Li Yining, a renowned Chinese economist and Dean Emeritus of the Guanghua School of Management of Peking University, said that China needs to promote economic reforms that cross into "uncharted waters."

"With the transformation of China's growth pattern, the country's efforts to boost consumer spending and reform income distribution will be further pushed forward, and these will act as the driving force for national economic development," said Zheng Xinli, Vice Chairman of the China Center for International Economic Exchanges, a government think tank.

If economic reform is properly carried out, China will be capable of maintaining an 8-percent growth in GDP for another 20 years, he predicted.

"Agricultural modernization is the key driving force for China to escape the middle-income trap," Zheng said.

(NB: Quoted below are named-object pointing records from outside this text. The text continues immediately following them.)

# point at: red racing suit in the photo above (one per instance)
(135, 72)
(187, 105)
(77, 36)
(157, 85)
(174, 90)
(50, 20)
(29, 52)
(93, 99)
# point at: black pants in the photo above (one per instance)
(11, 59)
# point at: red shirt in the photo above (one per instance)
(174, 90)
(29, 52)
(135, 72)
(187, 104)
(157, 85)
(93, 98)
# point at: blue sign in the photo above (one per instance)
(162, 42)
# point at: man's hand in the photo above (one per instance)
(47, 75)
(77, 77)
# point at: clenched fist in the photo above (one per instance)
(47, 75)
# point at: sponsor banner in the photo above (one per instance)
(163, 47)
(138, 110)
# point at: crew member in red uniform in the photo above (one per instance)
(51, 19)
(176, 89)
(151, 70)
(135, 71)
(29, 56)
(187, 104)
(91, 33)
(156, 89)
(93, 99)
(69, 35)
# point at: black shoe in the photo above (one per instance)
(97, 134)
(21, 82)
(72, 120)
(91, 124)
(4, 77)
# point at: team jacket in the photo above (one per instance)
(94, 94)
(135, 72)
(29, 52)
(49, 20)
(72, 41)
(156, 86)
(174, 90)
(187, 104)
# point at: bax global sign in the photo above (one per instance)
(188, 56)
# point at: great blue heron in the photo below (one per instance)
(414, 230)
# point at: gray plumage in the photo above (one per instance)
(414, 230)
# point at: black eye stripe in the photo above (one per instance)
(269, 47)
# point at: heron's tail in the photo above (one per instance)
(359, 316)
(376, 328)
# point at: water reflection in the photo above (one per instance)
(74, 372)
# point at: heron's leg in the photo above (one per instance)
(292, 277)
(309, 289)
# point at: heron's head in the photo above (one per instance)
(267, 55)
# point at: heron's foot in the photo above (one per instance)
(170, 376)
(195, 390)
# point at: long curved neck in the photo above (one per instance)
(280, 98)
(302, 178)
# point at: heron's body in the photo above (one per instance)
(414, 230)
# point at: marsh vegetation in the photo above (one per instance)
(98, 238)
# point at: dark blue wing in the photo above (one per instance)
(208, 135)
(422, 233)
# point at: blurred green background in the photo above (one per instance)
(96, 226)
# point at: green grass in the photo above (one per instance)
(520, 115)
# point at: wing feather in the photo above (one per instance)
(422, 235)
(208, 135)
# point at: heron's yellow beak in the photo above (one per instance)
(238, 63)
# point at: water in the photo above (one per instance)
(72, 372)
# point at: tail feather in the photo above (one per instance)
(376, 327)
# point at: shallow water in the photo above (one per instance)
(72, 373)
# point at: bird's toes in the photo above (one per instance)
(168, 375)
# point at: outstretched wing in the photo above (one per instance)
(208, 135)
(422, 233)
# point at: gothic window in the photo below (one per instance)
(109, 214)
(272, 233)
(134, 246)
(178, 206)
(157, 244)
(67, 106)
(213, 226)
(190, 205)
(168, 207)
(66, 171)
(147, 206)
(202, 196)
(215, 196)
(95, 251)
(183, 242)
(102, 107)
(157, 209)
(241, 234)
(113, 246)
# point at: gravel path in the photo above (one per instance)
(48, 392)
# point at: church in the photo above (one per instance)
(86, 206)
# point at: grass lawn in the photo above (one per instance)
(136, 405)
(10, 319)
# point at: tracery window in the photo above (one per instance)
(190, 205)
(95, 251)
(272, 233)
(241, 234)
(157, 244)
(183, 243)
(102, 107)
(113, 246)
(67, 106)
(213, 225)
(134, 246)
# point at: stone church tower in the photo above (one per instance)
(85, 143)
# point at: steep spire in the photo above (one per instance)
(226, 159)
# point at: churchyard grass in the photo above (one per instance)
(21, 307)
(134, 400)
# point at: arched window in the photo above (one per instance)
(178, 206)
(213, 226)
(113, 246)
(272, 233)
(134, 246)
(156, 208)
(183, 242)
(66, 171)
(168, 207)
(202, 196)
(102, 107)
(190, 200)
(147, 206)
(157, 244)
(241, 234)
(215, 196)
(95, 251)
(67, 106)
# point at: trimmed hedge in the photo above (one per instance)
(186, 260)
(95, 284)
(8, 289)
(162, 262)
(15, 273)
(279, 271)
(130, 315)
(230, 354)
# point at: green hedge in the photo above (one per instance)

As a consequence of China's agricultural modernization process and its accelerated efforts to transform the sector from a long-established extensive to an intensive model, more rural workers will be transferred into urban areas, which means that the labor force will shift from the agriculture to the industrial and service sectors, Zheng said.

In 2012, the output of China's agricultural sector was about 10 percent of the national GDP, while farmers accounted for 36 percent of the national labor force, research by Zheng's think tank showed.

"The low productivity of the agricultural sector is the main reason for the broad income gap between rural and urban residents," he said.

The Central Committee of the Communist Party of China (CPC) and the State Council, China's cabinet, released a document on January 31 pledging to accelerate agricultural modernization through the establishment of large family farms and measures to improve intensive production.

"The move requires setting up a system to ensure the effective supply of important agricultural products, increase farmers' income and improve their livelihoods, as well as push forward reforms in rural areas," the document said.

"One of the most urgent things is to remove restrictions on investing in the agricultural sector," said Zheng, citing greater capital requirements in development of large modern farms and purchasing mechanical equipment.

According to Liu Yonghao, Chairman of the New Hope Group, one of the largest suppliers of meat, egg and dairy products in China, the government should reform the financial system to support the development of family farms.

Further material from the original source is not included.